Written by Ashli Trageser (Features Writer)
“Star vs. the Forces of Evil” may sound like the name of a wholesome cartoon primarily for kids, (which it is, for the most part) but it also touches on themes of racism and bigotry, along with the premature stress of a teenager inheriting an entire kingdom. The show stars a 15-year-old girl named Star Butterfly and her best friend, Marco Diaz. Star is the princess of a kingdom in an alternate dimension called “Mewni,” where she is set to inherit her parent’s throne one day. Before she becomes queen, though, she is given a magic wand on her fourteenth birthday, passed down from Butterfly princesses for generations. However, she is shown to be reckless with the wand, causing her parents to send her away for “additional training” on another planet in a new dimension; Earth. This is where she meets the fellow protagonist and her new best friend, Marco Diaz. He is introduced along with many other supporting characters–Jackie, Janna, Alfonzo, Ferguson, Brantley, etc–who inevitably become forgotten as the show slowly shifts back to Mewni in season three.
While the first two seasons are filled with wacky hijinks on Earth, featuring a harmless villain named Ludo whose sole purpose is really comedic relief, the show then shifts to the life of Mewni, bringing more serious themes with it; Star’s mom disappearing, racism between Mewmans and Monsters festering, Marco being trapped in an alternate dimension, an old queen coming back to regain her rightful place on the throne and destroying anything in her path, and even Star coming to realize she’s not a real princess by blood. Follow Star, Marco, and the new supporting cast from Mewni–Tom, Kelly, Ponyhead, Moon, River, Eclipsa, Hekapoo, Globgor, Meteora, etc–as she comes to terms with her family history. While doing so, she also works to mend the unjust rift between Mewmans and Monsters that the kingdom was founded on. While the later seasons do shift to more serious themes, however, “Star vs. the Forces of Evil” still has its fair share of antics – love triangles, parties, and plenty more things to keep the ‘slice of life’ audience entertained.
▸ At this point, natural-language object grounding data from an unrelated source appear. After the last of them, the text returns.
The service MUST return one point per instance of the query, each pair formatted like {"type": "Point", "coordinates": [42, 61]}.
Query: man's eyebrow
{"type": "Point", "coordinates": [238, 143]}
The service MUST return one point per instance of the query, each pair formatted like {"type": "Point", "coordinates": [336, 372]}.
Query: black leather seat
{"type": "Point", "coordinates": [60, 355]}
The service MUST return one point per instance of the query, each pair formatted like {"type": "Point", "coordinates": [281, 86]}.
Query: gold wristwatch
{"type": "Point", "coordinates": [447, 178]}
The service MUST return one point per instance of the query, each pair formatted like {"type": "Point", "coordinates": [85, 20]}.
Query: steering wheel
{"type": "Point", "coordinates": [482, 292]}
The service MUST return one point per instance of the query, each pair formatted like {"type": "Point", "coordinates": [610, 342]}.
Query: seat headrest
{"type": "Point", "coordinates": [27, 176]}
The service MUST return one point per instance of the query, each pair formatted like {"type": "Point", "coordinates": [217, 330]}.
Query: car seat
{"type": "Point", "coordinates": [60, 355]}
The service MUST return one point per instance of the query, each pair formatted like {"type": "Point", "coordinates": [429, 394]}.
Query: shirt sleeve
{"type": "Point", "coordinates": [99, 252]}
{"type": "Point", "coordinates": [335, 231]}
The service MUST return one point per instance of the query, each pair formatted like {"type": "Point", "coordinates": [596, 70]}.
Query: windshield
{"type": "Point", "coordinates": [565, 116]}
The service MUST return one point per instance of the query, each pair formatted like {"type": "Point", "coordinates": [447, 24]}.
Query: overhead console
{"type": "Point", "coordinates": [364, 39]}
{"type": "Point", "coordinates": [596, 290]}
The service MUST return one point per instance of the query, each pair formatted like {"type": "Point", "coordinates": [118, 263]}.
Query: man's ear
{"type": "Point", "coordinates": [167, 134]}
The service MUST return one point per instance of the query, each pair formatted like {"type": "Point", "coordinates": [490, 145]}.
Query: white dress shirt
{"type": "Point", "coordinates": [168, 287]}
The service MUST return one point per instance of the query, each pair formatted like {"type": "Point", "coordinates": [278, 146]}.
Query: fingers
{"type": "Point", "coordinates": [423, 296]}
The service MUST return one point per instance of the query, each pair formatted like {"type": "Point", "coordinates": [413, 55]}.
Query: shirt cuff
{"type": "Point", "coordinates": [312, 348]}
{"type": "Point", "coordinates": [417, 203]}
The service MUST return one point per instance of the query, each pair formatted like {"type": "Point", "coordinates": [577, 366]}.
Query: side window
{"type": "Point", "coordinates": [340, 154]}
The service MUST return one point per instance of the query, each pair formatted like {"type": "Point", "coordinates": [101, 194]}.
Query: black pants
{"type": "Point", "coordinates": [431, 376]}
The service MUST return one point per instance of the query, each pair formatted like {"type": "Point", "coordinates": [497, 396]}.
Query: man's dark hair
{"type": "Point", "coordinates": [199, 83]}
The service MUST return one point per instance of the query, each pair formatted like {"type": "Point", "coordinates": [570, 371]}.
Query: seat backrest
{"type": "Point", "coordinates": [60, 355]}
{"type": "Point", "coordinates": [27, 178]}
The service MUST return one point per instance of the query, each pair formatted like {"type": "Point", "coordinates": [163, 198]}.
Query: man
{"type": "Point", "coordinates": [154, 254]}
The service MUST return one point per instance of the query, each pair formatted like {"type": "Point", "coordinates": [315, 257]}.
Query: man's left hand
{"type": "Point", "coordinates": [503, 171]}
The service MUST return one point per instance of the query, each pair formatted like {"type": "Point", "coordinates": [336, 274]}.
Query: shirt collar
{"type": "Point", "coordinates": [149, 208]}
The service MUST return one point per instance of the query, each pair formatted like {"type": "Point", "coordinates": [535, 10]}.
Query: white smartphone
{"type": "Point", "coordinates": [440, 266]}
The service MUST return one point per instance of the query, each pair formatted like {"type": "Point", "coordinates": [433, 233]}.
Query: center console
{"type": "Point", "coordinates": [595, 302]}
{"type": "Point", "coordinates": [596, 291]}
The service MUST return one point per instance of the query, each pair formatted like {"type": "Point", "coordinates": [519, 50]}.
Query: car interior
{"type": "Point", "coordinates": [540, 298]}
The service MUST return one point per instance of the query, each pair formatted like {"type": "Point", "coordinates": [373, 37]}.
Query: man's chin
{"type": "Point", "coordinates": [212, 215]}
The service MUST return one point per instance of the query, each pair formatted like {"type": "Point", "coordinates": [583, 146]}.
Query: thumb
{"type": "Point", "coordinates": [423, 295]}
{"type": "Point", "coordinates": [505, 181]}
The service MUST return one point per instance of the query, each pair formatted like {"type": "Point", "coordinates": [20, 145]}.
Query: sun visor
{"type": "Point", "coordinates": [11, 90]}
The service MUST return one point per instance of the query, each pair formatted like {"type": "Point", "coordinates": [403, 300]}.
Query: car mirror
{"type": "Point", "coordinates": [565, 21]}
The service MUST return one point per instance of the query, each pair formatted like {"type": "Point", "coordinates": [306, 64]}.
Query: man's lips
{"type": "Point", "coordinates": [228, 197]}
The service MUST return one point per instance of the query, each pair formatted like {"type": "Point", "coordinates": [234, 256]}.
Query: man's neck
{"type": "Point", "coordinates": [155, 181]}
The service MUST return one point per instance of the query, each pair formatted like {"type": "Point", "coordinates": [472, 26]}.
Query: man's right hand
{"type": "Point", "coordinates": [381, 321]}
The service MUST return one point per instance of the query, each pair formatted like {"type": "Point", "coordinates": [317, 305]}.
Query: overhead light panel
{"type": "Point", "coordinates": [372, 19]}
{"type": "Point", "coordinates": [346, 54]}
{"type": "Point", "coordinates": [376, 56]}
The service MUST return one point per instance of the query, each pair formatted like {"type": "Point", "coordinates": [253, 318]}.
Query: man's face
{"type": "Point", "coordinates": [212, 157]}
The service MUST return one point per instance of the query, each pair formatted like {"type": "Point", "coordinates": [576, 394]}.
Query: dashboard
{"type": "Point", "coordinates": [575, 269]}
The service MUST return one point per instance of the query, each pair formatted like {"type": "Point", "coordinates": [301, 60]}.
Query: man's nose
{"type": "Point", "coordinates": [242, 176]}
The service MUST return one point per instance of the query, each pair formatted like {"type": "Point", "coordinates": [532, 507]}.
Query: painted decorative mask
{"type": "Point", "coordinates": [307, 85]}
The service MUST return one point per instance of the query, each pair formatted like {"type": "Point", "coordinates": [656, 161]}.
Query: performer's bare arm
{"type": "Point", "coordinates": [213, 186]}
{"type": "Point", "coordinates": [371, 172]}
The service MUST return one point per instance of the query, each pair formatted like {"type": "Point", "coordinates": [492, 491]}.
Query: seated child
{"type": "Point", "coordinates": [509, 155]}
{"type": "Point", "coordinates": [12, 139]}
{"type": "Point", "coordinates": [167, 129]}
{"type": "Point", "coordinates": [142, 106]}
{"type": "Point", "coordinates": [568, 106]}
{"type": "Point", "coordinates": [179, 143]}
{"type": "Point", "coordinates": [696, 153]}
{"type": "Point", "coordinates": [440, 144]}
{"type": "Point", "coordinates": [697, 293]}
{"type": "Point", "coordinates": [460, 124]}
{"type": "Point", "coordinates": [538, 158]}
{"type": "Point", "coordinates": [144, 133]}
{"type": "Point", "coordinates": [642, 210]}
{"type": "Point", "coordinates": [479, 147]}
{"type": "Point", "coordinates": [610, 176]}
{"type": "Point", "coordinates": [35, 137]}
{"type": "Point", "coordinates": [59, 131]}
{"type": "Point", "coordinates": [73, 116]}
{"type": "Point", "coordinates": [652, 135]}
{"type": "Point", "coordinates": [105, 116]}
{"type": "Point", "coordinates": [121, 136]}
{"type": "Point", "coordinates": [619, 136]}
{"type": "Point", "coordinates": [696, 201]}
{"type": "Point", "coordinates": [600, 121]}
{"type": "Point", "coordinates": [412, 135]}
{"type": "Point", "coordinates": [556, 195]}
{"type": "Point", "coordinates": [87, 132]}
“I really like the series, even though it’s made for little kids it’s still really entertaining. I really like the whimsical vibe and the twists and turns throughout the story. I do think it was annoying how you had to watch all the episodes to understand what was going on, though.” Stated Monica Mulry. I do have to agree on this one, though, while the show has an unusual way of spinning the “magical princess” trope, it’s annoying how you can’t just start watching anywhere in the show. However, for people that just watch it for the plot, that’s probably a very enjoyable aspect. While the show may have ended in 2019, its creative cast of characters and magical aspects will continue to be cherished by the fandom.